Recent declines in interest rates have produced a pair of very different responses at the Douglas County Courthouse.
In the register of deed's office, lower interest rates have been good for business. Just across the lobby in the county administrator's office, they've created an extra dose of anxiety.
Douglas County Register of Deeds Sue Neustifter said that drops in interest rates, including the recent half-point drop by the Federal Reserve, have spurred record amounts of refinanced mortgages in the county. That means an increase in county revenues because every mortgage is charged a filing fee by the county.
Those fees, which amount to 26 cents per every $100 of the mortgage amount, are on pace to exceed the county's budget projections by more than $900,000 in 2001.
County Administrator Craig Weinaug says the extra money will come in handy because when he looks at the county's overall financial picture he sees more problems than benefits from declining rates.
Weinaug said the county's projections for interest income earned from various county investments will fall short for 2001 and possibly 2002. He also is braced for a shortfall in the county's sales tax collections. That's because Weinaug knows the interest rate reductions resulted from a slowing economy. A sluggish economy means people will buy less.
"I think the increase in these mortgage fees is going to cover us for the 2001 fiscal year, but I think it will be unrealistic to expect it to cover any of the downturn for 2002," Weinaug said. "I think we'll be facing ongoing problems just like every business in town will face. The revenues will be down because of a recession."

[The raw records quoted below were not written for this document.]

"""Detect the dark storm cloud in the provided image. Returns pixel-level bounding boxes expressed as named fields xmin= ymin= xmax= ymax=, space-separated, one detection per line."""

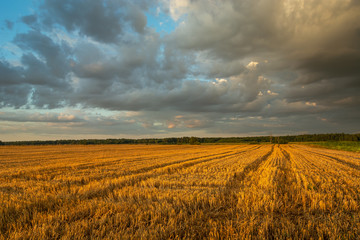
xmin=127 ymin=5 xmax=147 ymax=34
xmin=0 ymin=0 xmax=359 ymax=138
xmin=169 ymin=0 xmax=360 ymax=79
xmin=11 ymin=30 xmax=73 ymax=108
xmin=0 ymin=61 xmax=29 ymax=108
xmin=70 ymin=35 xmax=191 ymax=101
xmin=0 ymin=30 xmax=75 ymax=109
xmin=165 ymin=0 xmax=360 ymax=126
xmin=0 ymin=61 xmax=23 ymax=86
xmin=167 ymin=1 xmax=281 ymax=59
xmin=0 ymin=85 xmax=30 ymax=108
xmin=39 ymin=0 xmax=152 ymax=43
xmin=40 ymin=0 xmax=123 ymax=43
xmin=71 ymin=68 xmax=270 ymax=113
xmin=21 ymin=15 xmax=37 ymax=26
xmin=14 ymin=30 xmax=71 ymax=79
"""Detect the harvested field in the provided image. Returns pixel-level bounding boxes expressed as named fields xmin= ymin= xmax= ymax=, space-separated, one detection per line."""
xmin=1 ymin=144 xmax=360 ymax=239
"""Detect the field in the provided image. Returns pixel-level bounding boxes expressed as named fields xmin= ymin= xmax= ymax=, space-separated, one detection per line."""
xmin=1 ymin=144 xmax=360 ymax=239
xmin=301 ymin=141 xmax=360 ymax=153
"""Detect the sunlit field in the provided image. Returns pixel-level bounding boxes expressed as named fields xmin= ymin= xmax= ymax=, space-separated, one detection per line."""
xmin=302 ymin=141 xmax=360 ymax=153
xmin=1 ymin=144 xmax=360 ymax=239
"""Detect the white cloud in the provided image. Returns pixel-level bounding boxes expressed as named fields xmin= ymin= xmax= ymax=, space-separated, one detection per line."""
xmin=305 ymin=102 xmax=317 ymax=107
xmin=267 ymin=90 xmax=279 ymax=96
xmin=246 ymin=61 xmax=259 ymax=70
xmin=215 ymin=78 xmax=227 ymax=84
xmin=166 ymin=0 xmax=190 ymax=21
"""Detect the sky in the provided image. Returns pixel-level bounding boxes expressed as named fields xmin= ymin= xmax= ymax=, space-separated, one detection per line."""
xmin=0 ymin=0 xmax=360 ymax=141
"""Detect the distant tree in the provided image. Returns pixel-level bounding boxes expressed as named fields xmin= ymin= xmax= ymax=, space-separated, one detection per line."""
xmin=189 ymin=137 xmax=200 ymax=145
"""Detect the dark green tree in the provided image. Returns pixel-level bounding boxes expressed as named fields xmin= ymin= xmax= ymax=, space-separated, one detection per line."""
xmin=189 ymin=137 xmax=200 ymax=145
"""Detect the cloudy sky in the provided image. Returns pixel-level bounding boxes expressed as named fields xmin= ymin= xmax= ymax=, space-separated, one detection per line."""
xmin=1 ymin=0 xmax=359 ymax=141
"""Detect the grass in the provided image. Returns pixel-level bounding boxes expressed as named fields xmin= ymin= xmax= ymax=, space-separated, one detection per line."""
xmin=300 ymin=141 xmax=360 ymax=152
xmin=0 ymin=144 xmax=360 ymax=239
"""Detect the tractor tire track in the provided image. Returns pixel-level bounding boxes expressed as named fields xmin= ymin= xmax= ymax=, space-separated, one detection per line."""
xmin=293 ymin=146 xmax=360 ymax=171
xmin=226 ymin=145 xmax=275 ymax=188
xmin=76 ymin=145 xmax=263 ymax=200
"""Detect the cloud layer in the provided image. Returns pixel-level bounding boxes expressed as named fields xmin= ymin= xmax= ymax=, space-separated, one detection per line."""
xmin=1 ymin=0 xmax=359 ymax=140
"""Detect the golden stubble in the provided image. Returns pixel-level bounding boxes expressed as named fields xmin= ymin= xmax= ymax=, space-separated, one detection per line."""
xmin=0 ymin=144 xmax=359 ymax=239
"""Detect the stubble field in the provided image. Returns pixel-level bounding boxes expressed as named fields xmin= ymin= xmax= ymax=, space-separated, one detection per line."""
xmin=1 ymin=144 xmax=360 ymax=239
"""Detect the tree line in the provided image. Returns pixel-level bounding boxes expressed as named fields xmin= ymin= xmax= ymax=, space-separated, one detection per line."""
xmin=1 ymin=133 xmax=359 ymax=146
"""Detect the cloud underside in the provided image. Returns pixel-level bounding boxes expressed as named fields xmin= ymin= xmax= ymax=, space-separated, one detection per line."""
xmin=1 ymin=0 xmax=360 ymax=138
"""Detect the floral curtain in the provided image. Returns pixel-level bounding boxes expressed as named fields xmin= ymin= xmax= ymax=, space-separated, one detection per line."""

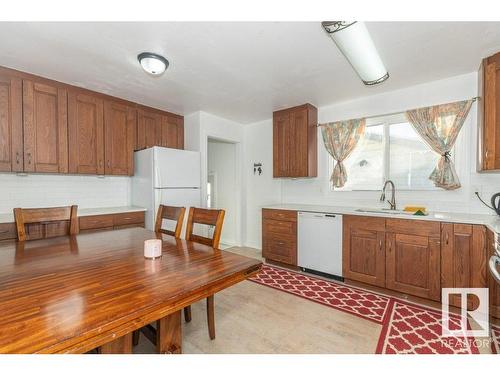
xmin=321 ymin=119 xmax=366 ymax=188
xmin=405 ymin=99 xmax=473 ymax=190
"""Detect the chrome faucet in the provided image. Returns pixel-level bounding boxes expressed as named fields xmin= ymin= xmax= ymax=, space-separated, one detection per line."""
xmin=380 ymin=180 xmax=396 ymax=210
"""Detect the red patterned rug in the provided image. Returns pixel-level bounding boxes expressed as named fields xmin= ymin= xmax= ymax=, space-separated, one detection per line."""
xmin=249 ymin=263 xmax=390 ymax=323
xmin=249 ymin=264 xmax=480 ymax=354
xmin=376 ymin=299 xmax=479 ymax=354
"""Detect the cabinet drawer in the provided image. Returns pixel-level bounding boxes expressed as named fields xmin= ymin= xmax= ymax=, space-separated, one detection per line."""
xmin=263 ymin=218 xmax=296 ymax=236
xmin=263 ymin=234 xmax=296 ymax=265
xmin=79 ymin=214 xmax=114 ymax=230
xmin=262 ymin=209 xmax=297 ymax=222
xmin=386 ymin=218 xmax=440 ymax=237
xmin=113 ymin=211 xmax=145 ymax=226
xmin=0 ymin=223 xmax=17 ymax=241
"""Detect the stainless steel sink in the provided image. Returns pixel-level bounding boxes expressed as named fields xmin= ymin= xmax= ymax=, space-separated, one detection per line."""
xmin=355 ymin=208 xmax=417 ymax=215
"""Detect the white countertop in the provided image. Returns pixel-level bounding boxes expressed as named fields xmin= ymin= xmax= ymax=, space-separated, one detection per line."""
xmin=0 ymin=205 xmax=147 ymax=224
xmin=263 ymin=203 xmax=500 ymax=235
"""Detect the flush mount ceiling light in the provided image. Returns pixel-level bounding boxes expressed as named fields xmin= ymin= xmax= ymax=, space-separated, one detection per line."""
xmin=137 ymin=52 xmax=169 ymax=76
xmin=322 ymin=21 xmax=389 ymax=86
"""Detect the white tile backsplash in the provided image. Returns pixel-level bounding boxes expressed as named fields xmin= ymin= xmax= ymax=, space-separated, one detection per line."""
xmin=0 ymin=173 xmax=131 ymax=213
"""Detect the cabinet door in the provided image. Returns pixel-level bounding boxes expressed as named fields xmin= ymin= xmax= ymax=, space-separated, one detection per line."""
xmin=481 ymin=53 xmax=500 ymax=170
xmin=441 ymin=224 xmax=487 ymax=309
xmin=342 ymin=215 xmax=386 ymax=287
xmin=160 ymin=115 xmax=183 ymax=149
xmin=386 ymin=233 xmax=441 ymax=300
xmin=104 ymin=101 xmax=136 ymax=175
xmin=68 ymin=92 xmax=104 ymax=174
xmin=23 ymin=81 xmax=68 ymax=173
xmin=0 ymin=74 xmax=22 ymax=172
xmin=136 ymin=109 xmax=161 ymax=150
xmin=289 ymin=108 xmax=308 ymax=177
xmin=273 ymin=112 xmax=290 ymax=177
xmin=262 ymin=217 xmax=297 ymax=266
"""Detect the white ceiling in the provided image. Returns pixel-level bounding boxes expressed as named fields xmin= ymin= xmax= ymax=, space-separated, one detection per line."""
xmin=1 ymin=22 xmax=500 ymax=124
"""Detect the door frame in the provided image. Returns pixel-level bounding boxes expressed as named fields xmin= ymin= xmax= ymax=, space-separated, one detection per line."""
xmin=204 ymin=134 xmax=242 ymax=247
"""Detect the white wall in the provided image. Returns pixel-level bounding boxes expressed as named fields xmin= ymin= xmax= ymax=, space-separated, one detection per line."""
xmin=208 ymin=140 xmax=238 ymax=246
xmin=184 ymin=111 xmax=245 ymax=245
xmin=0 ymin=173 xmax=130 ymax=213
xmin=243 ymin=119 xmax=283 ymax=249
xmin=243 ymin=72 xmax=500 ymax=248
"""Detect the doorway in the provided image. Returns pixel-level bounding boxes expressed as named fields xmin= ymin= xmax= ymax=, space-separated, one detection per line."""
xmin=207 ymin=137 xmax=238 ymax=248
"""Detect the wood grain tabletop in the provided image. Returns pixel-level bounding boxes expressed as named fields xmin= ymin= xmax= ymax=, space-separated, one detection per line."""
xmin=0 ymin=228 xmax=262 ymax=353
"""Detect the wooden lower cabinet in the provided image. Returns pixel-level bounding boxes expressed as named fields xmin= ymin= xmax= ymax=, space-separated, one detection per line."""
xmin=262 ymin=209 xmax=297 ymax=266
xmin=343 ymin=215 xmax=386 ymax=287
xmin=441 ymin=223 xmax=488 ymax=309
xmin=385 ymin=232 xmax=441 ymax=301
xmin=0 ymin=211 xmax=145 ymax=241
xmin=79 ymin=211 xmax=145 ymax=232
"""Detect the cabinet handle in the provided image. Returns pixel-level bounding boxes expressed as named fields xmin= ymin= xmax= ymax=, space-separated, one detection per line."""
xmin=27 ymin=152 xmax=32 ymax=165
xmin=485 ymin=149 xmax=489 ymax=159
xmin=379 ymin=240 xmax=382 ymax=250
xmin=15 ymin=151 xmax=20 ymax=165
xmin=388 ymin=241 xmax=392 ymax=252
xmin=445 ymin=232 xmax=449 ymax=245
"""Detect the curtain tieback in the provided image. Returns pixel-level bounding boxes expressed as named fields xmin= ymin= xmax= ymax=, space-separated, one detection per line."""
xmin=442 ymin=151 xmax=451 ymax=162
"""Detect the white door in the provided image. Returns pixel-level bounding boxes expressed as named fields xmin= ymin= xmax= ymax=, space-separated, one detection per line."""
xmin=153 ymin=147 xmax=201 ymax=188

Neustifter has been the county's Register of Deeds since 1972 and has worked in the office since 1959. She said she's never seen mortgage activity like this before. Through September, her office, which has been putting in large amounts of overtime to deal with the rush, has collected more than $200,000 in fees in four different months. In all of 2000, her office only collected more than $200,000 in one month.
In May of this year, her office collected $277,151 in mortgage fees, the highest total ever. Neustifter said the increase in activity isn't from new home construction; rather, homeowners are refinancing to take advantage of rates at the lowest levels in years.

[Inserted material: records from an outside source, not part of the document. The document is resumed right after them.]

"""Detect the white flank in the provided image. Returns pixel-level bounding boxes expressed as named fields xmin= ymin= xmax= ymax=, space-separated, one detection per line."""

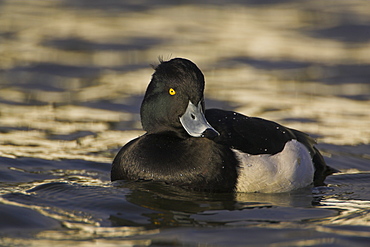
xmin=233 ymin=139 xmax=314 ymax=193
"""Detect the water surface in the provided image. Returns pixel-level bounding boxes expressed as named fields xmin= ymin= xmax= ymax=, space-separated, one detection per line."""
xmin=1 ymin=0 xmax=370 ymax=246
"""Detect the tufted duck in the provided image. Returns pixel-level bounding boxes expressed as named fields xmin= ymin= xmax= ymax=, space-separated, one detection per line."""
xmin=111 ymin=58 xmax=337 ymax=193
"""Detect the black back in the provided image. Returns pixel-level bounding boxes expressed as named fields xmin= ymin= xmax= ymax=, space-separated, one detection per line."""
xmin=206 ymin=109 xmax=296 ymax=155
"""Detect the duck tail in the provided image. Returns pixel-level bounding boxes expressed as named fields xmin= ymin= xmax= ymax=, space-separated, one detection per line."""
xmin=312 ymin=146 xmax=340 ymax=186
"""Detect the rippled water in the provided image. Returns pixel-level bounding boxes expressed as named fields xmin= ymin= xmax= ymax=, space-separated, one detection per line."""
xmin=1 ymin=0 xmax=370 ymax=246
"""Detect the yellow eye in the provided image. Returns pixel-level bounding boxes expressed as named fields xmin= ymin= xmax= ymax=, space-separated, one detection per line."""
xmin=169 ymin=88 xmax=176 ymax=95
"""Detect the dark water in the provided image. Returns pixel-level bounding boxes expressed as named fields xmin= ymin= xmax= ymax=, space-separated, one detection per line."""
xmin=1 ymin=0 xmax=370 ymax=246
xmin=1 ymin=154 xmax=370 ymax=246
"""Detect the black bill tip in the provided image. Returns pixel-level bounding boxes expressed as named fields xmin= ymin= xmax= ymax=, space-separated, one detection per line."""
xmin=201 ymin=128 xmax=219 ymax=140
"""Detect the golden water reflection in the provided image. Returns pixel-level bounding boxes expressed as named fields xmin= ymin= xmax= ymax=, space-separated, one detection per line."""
xmin=1 ymin=0 xmax=370 ymax=246
xmin=1 ymin=1 xmax=369 ymax=156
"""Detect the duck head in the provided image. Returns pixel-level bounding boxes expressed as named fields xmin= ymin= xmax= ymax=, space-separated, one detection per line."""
xmin=140 ymin=58 xmax=219 ymax=139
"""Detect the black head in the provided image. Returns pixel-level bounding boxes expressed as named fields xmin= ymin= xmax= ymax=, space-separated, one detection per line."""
xmin=140 ymin=58 xmax=219 ymax=139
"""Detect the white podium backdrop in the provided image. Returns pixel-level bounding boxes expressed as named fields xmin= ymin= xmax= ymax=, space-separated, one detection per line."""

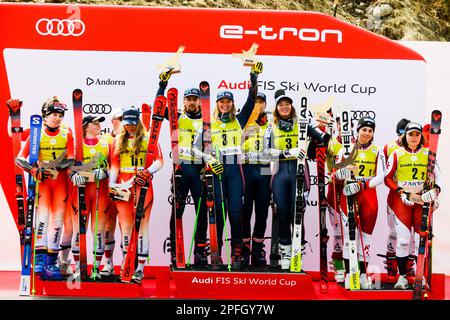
xmin=1 ymin=47 xmax=430 ymax=273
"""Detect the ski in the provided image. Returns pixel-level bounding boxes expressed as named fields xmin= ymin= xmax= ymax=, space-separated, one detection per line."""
xmin=141 ymin=103 xmax=151 ymax=129
xmin=290 ymin=96 xmax=308 ymax=272
xmin=73 ymin=89 xmax=89 ymax=281
xmin=199 ymin=81 xmax=220 ymax=268
xmin=413 ymin=110 xmax=441 ymax=300
xmin=6 ymin=100 xmax=27 ymax=251
xmin=20 ymin=114 xmax=42 ymax=296
xmin=269 ymin=193 xmax=280 ymax=269
xmin=121 ymin=95 xmax=167 ymax=283
xmin=167 ymin=87 xmax=186 ymax=269
xmin=317 ymin=141 xmax=329 ymax=292
xmin=340 ymin=109 xmax=360 ymax=290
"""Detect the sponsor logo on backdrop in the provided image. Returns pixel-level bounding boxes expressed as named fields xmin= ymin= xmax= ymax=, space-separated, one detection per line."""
xmin=86 ymin=77 xmax=126 ymax=86
xmin=36 ymin=18 xmax=85 ymax=37
xmin=83 ymin=104 xmax=112 ymax=114
xmin=220 ymin=25 xmax=343 ymax=43
xmin=351 ymin=110 xmax=376 ymax=120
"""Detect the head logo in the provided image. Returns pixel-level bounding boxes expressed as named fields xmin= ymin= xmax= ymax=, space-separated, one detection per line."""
xmin=220 ymin=25 xmax=343 ymax=43
xmin=36 ymin=18 xmax=85 ymax=37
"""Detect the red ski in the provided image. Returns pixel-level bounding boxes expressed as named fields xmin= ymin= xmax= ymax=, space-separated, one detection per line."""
xmin=167 ymin=88 xmax=186 ymax=269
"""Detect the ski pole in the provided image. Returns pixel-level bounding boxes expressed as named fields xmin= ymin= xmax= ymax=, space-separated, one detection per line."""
xmin=187 ymin=185 xmax=203 ymax=268
xmin=218 ymin=171 xmax=231 ymax=271
xmin=215 ymin=147 xmax=230 ymax=271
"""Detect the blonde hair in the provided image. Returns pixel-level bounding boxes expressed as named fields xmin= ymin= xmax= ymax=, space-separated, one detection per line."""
xmin=116 ymin=120 xmax=146 ymax=156
xmin=213 ymin=102 xmax=237 ymax=122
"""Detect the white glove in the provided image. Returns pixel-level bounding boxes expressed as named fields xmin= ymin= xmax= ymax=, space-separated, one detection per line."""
xmin=283 ymin=148 xmax=306 ymax=161
xmin=148 ymin=160 xmax=163 ymax=175
xmin=93 ymin=168 xmax=108 ymax=181
xmin=343 ymin=182 xmax=362 ymax=196
xmin=421 ymin=188 xmax=438 ymax=203
xmin=400 ymin=192 xmax=414 ymax=206
xmin=71 ymin=172 xmax=86 ymax=186
xmin=335 ymin=168 xmax=352 ymax=181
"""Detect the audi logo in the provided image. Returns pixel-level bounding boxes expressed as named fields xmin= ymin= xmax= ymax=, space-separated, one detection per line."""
xmin=83 ymin=104 xmax=112 ymax=115
xmin=36 ymin=18 xmax=85 ymax=37
xmin=351 ymin=110 xmax=376 ymax=121
xmin=309 ymin=175 xmax=331 ymax=186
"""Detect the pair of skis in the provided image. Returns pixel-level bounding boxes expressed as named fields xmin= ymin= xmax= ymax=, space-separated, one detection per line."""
xmin=290 ymin=97 xmax=309 ymax=273
xmin=413 ymin=110 xmax=442 ymax=300
xmin=17 ymin=113 xmax=43 ymax=296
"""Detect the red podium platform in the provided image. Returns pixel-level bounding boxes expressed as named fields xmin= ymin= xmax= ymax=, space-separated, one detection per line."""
xmin=171 ymin=270 xmax=317 ymax=300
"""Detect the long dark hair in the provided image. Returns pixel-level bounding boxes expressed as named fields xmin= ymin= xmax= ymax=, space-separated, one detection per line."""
xmin=401 ymin=132 xmax=426 ymax=149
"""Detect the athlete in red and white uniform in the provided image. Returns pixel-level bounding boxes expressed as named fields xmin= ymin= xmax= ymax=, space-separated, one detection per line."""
xmin=385 ymin=122 xmax=441 ymax=289
xmin=69 ymin=115 xmax=111 ymax=279
xmin=381 ymin=118 xmax=411 ymax=283
xmin=335 ymin=116 xmax=385 ymax=289
xmin=16 ymin=97 xmax=75 ymax=279
xmin=108 ymin=107 xmax=163 ymax=283
xmin=99 ymin=108 xmax=123 ymax=277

Neustifter said she suspects many people are refinancing more than the remaining balance on their homes.
"I probably shouldn't say this, but I think a lot of people are maxed out on their credit cards and this is a good chance for them to go back to the bank and get some needed money," Neustifter said.

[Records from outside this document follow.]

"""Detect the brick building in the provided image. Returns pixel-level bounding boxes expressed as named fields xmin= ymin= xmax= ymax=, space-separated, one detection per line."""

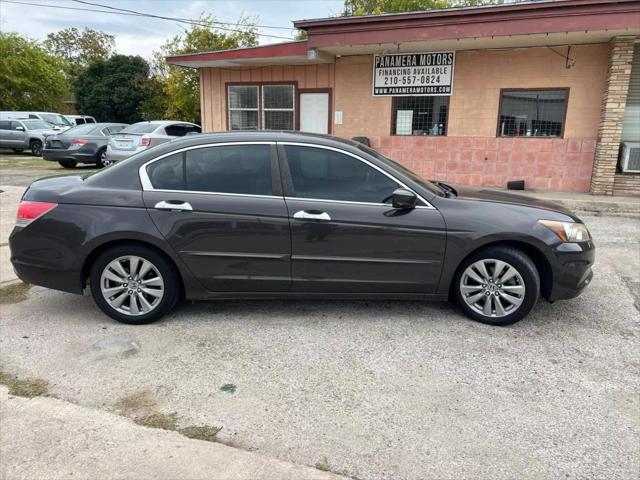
xmin=167 ymin=0 xmax=640 ymax=195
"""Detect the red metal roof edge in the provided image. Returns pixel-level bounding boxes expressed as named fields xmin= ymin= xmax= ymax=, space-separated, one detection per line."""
xmin=165 ymin=40 xmax=308 ymax=63
xmin=294 ymin=0 xmax=638 ymax=28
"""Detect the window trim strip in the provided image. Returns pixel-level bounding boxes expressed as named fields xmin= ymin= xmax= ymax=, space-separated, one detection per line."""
xmin=138 ymin=140 xmax=434 ymax=209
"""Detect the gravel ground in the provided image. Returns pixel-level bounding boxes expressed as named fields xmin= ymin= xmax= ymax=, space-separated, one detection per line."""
xmin=1 ymin=210 xmax=638 ymax=480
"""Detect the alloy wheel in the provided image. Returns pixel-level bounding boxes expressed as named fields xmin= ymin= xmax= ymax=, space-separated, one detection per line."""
xmin=100 ymin=255 xmax=165 ymax=316
xmin=459 ymin=258 xmax=526 ymax=318
xmin=99 ymin=151 xmax=111 ymax=167
xmin=31 ymin=141 xmax=42 ymax=156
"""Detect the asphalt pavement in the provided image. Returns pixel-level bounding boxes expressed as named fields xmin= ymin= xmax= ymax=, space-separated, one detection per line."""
xmin=0 ymin=151 xmax=639 ymax=479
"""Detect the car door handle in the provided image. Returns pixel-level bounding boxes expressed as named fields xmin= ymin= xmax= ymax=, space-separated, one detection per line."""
xmin=154 ymin=200 xmax=193 ymax=211
xmin=292 ymin=210 xmax=331 ymax=221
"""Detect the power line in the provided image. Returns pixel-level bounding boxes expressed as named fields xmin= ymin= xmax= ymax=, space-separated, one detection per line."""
xmin=70 ymin=0 xmax=294 ymax=39
xmin=1 ymin=0 xmax=296 ymax=39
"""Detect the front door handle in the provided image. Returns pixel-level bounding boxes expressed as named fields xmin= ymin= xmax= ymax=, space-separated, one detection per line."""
xmin=154 ymin=200 xmax=193 ymax=211
xmin=292 ymin=210 xmax=331 ymax=221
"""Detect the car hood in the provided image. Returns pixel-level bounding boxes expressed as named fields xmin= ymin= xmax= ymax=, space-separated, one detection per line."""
xmin=452 ymin=185 xmax=577 ymax=218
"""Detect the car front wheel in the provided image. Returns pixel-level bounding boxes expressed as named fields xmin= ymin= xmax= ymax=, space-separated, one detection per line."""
xmin=453 ymin=246 xmax=540 ymax=326
xmin=89 ymin=244 xmax=180 ymax=324
xmin=30 ymin=140 xmax=43 ymax=156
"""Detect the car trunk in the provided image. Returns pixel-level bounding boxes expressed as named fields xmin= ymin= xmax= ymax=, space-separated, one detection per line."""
xmin=111 ymin=133 xmax=144 ymax=151
xmin=46 ymin=135 xmax=72 ymax=149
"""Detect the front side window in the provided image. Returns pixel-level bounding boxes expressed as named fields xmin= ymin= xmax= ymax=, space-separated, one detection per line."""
xmin=284 ymin=145 xmax=399 ymax=204
xmin=20 ymin=120 xmax=49 ymax=130
xmin=392 ymin=96 xmax=449 ymax=136
xmin=146 ymin=145 xmax=272 ymax=196
xmin=228 ymin=84 xmax=294 ymax=131
xmin=75 ymin=118 xmax=86 ymax=125
xmin=498 ymin=89 xmax=568 ymax=137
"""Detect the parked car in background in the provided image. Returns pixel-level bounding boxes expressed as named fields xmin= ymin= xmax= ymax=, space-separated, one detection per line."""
xmin=0 ymin=112 xmax=72 ymax=132
xmin=64 ymin=115 xmax=97 ymax=126
xmin=43 ymin=123 xmax=128 ymax=168
xmin=106 ymin=121 xmax=201 ymax=162
xmin=0 ymin=119 xmax=57 ymax=156
xmin=9 ymin=132 xmax=594 ymax=325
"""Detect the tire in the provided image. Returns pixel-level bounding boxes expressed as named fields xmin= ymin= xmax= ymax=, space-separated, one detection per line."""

The fact refinancing, rather than new home construction, is driving the spikes in mortgage fee collections has Weinaug pessimistic about any long-term financial boon to the county.
"Eventually everyone who is going to refinance will have done it, and that will be the end of our extra revenue," Weinaug said.
Bracing for a downturn
Weinaug is guessing that day will come sometime in 2002, and his office, which prepares the county budget, could be facing several shortfalls.
County officials anticipated a slowing economy in 2001 and had actually projected for budget purposes that sales tax revenues would be down by 2.5 percent from 2000 totals. But they were not expecting the trend to continue into 2002.
"We projected that it would bottom out in 2001 and not get any worse in 2002, but now it looks like it might," Weinaug said.
Weinaug said it is too soon to estimate how much the county may lose in sales tax revenues, but it is not too early to see the effect of lower interest from the county's bank accounts.
The county budgeted for $1.15 million in interest income this year. The projection was on track the first six months of the year. But that was when county investments were averaging 5 to 6 percent interest. An investment made earlier this week will draw the county only 2 percent.
"I don't know the exact impact, but it will result in a shortfall of at least a couple hundred thousand dollars this year," Weinaug said.
Moreover, the county isn't in much of a position to take advantage of the declining interest rates by refinancing its own debt.
Weinaug said he has studied the possibility but found most of the county's debt was too recent to be refinanced.